The News Agency of Nigeria (NAN) reports that the committee has 28 members with AVM. Mohammed Umar (rtd) as its Chairman, and Maj.-Gen. A. Adewuyi as its Vice Chairman.
Speaking at the inauguration ceremony, Gusau said that the current National Defence Policy was promulgated in 2006.
“Since then the nation has undergone a lot of transformation in terms of developments as well as security challenges.
“There are also new developments and challenges in the global environment that had direct impact on our national defence and security.
“All these highlight the need for the review of the National Defence Policy in order to bring it in line with the new developments, emerging and anticipated threats and challenges.“
The minister drew the attention of the members to the terms of reference in the convening order and some fundamental issues for their consideration.
 He said that the 1999 Constitution 14(2)(b) states that the security and welfare of the people is primary purpose of government. Section 14(2)(c) states that the participation of the people in their government shall be ensured.
He said that security embodied the defence of sovereignty, but the constitution was silent on how people should participate in defending the country.
The minister also drew the attention of the members to the mention of the Armed Forces of the Federation in Section 217(1&2) of the Constitution under the Executive, saying that it did not capture the concept of total defence which most countries had adopted.
According to him, this myopia results in the conceptualisation and implementation of the defence policy as that which affect the armed forces primarily, adding that such an idea was inconsistent with the culture of participatory democracy.
“Recent challenges suggest that the Armed Forces of Nigeria had not met the intent of the Constitution for “adequate and effective management for defence aggression, maintenance of territorial integrity and the suppression of insurrection.

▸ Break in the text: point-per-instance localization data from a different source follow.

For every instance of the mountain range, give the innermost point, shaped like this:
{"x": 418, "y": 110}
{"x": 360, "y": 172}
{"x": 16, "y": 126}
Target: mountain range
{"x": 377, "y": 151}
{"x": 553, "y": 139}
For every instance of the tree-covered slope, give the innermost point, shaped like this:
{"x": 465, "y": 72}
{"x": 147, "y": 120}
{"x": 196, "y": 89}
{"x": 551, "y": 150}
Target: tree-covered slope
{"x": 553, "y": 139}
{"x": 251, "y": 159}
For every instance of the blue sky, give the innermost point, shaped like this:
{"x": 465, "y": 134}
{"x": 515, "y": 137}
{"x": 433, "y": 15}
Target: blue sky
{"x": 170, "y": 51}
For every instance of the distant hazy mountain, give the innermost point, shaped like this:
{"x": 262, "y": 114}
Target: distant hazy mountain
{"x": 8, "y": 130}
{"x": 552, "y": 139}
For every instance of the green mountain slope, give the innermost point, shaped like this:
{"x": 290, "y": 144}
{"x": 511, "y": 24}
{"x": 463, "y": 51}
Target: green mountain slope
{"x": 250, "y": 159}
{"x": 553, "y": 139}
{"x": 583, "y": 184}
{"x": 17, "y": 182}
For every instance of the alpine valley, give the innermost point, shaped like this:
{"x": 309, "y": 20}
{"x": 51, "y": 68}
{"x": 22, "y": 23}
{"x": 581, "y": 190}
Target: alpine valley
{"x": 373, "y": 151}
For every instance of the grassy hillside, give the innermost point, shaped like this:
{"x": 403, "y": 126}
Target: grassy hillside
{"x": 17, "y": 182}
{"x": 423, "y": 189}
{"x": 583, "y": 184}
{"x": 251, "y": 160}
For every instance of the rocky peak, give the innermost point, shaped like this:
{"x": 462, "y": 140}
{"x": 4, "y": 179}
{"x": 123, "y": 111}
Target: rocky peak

“Illegality has resulted through the ad-hoc creation of armed militias to fill the gaps created by the inadequacies of official police and armed forces.
“Fresh thinking is required to create an effective policy on national defence to meet present and future challenges.
“Mere revision of existing dogma will not do; review of NNDP 2006 will benefit from inputs of experts on national security/intelligence, defence, civil society, industry, technology, and public-private partnership.“
Gusau said that reviewing the NNDP was key to effective national defence of the country.
He said that the committee members were selected based on their individual merits and competences.
He, therefore, urged them to remain committed and dedicated to their assigned tasks to be able to come up with a comprehensive and acceptable document within the stipulated period.
The minister expressed confidence that the members would justify the confidence reposed in them.
He said the committee was expected to submit 12 copies of its drafts report on the review of the NNDP to the convening authority not later than three months from the date of the inauguration.
Responding on behalf of the members of the committee, Umaru said that it was proper to carry out periodic review of the defence policy to reflect the nation’s current strategic environmental and security realities.
He assured that the committee would carry out the assignment with all seriousness, dedication and responsibility.